‘Es que ya somos una ciudad grande”, concluye en la publicidad un actor imbuido de falso optimismo, pero resignado a viajar al día siguiente hasta el nuevo aeropuerto de Quito.
Sin duda esta escena es un ejemplo de la publicidad engañosa que sufrimos los ciudadanos cada día a manos de los estrategas de la comunicación. Y en el caso del nuevo aeropuerto resulta más claro aún, pues nos han vendido agua de acequia embotellada en un costosísimo frasco de perfume.
A los pesares diarios que vivimos los habitantes de la “gran ciudad” con el tráfico espantoso y caótico, hoy se le debe sumar la angustiosa experiencia de viajar al nuevo aeropuerto. Quienes ya hemos sufrido la necesidad de volar desde Tababela sabemos que atravesar la ciudad a cualquier hora del día toma no menos de cuarenta y cinco minutos. Una vez alcanzado el lado oriental, salvo que se viaje en la madrugada, la carretera hacia el valle se encontrará atestada de vehículos en ambos sentidos, pero especialmente en el que uno va.
Suponiendo que el viajero supera (con una dosis alta de fortuna) la trabada ruta hasta Tumbaco, entonces aparecerá en el horizonte la verdadera prueba de paciencia: el Chiche. Invariablemente lo esperará allí una larguísima fila de autos detenidos con luces de parqueo. El viajero, angustiado, deberá esperar casi una hora (si es que no hay un derrumbe que duplique el tiempo de espera) para atravesar un puente Bailey de los años setenta, digno de un desguazadero de cualquier ciudad grande del mundo.

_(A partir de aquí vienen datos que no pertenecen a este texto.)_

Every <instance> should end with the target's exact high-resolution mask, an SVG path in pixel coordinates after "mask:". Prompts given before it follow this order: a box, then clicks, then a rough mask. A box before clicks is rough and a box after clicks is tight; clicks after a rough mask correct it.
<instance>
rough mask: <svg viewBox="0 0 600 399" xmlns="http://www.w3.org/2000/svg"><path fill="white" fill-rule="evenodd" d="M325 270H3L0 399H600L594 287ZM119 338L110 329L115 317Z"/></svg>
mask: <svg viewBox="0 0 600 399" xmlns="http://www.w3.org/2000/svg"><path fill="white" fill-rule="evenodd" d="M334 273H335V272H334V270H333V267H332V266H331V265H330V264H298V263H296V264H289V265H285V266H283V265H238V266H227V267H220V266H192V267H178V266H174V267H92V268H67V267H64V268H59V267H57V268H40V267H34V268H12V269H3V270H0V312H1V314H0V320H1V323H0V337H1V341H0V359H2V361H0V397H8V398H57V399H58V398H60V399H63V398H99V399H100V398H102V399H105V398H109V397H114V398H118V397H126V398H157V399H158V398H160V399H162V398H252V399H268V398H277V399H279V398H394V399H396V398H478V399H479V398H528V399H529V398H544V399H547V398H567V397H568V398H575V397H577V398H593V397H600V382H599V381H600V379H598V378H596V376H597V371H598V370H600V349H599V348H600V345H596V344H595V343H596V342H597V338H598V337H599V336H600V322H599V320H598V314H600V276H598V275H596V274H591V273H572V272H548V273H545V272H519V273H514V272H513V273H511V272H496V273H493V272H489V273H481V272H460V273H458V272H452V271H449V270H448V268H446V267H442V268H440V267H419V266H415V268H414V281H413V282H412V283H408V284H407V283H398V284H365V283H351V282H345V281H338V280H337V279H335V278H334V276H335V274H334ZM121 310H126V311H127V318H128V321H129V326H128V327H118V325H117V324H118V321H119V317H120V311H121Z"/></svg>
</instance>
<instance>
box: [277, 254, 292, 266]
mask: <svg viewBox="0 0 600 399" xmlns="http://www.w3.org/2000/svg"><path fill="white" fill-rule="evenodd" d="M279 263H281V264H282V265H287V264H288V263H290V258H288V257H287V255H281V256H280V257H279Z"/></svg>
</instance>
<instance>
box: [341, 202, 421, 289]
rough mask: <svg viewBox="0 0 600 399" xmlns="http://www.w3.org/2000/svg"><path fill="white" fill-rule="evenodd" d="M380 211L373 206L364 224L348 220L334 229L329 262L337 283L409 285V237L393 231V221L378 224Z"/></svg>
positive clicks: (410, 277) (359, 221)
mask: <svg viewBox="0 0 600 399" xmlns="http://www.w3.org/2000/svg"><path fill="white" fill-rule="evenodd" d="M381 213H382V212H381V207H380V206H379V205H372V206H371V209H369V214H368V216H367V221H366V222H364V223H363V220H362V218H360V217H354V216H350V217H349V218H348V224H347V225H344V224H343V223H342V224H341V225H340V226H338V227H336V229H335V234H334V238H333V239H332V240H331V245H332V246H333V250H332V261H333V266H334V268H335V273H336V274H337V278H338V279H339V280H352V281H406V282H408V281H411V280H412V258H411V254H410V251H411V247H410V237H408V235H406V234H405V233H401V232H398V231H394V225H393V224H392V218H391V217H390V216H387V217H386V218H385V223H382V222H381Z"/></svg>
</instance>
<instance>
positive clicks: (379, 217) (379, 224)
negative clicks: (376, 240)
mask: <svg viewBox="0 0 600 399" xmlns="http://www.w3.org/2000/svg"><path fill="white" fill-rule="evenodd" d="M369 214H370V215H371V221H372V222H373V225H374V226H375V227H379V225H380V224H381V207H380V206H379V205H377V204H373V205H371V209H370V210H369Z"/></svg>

Tras la etapa del embudo, con el tiempo apremiando, el viajero desembocará en una autopista de seis carriles. Por primera vez se sentirá en la ciudad tan publicitada y no en el poblado anárquico que ha debido atravesar para alcanzar esta carretera. Y al llegar al nuevo aeropuerto, la primera imagen lo emocionará hasta el tuétano: una torre de control imponente, la pista larguísima (aunque una sola), la vía de ingreso elegante, hasta el punto en que el viajero casi habrá olvidado todo lo que ha pasado para llegar hasta ese lugar. Sin embargo, al toparse con la terminal, aquella imagen idealizada se derrumbará como castillo de naipes. La edificación es tan moderna como insulsa, estrecha e incómoda. Los parqueaderos, escasos y lejanos, lograrán colmar de agua su santa paciencia (sólo si es que llueve, por supuesto).
Por ventura, la imagen constreñida del nuevo aeropuerto ya no está solemnizada por aquella gran placa que se develó en la inauguración, y que fue removida con buen criterio por orden del Presidente de la República. Y es que la placa, según se dice, era del tamaño del ego de las actuales autoridades municipales, y casi no cabía en esta terminal que, ahora nos dicen, es apenas la primera etapa de lo que algún día será el verdadero aeropuerto internacional de la capital.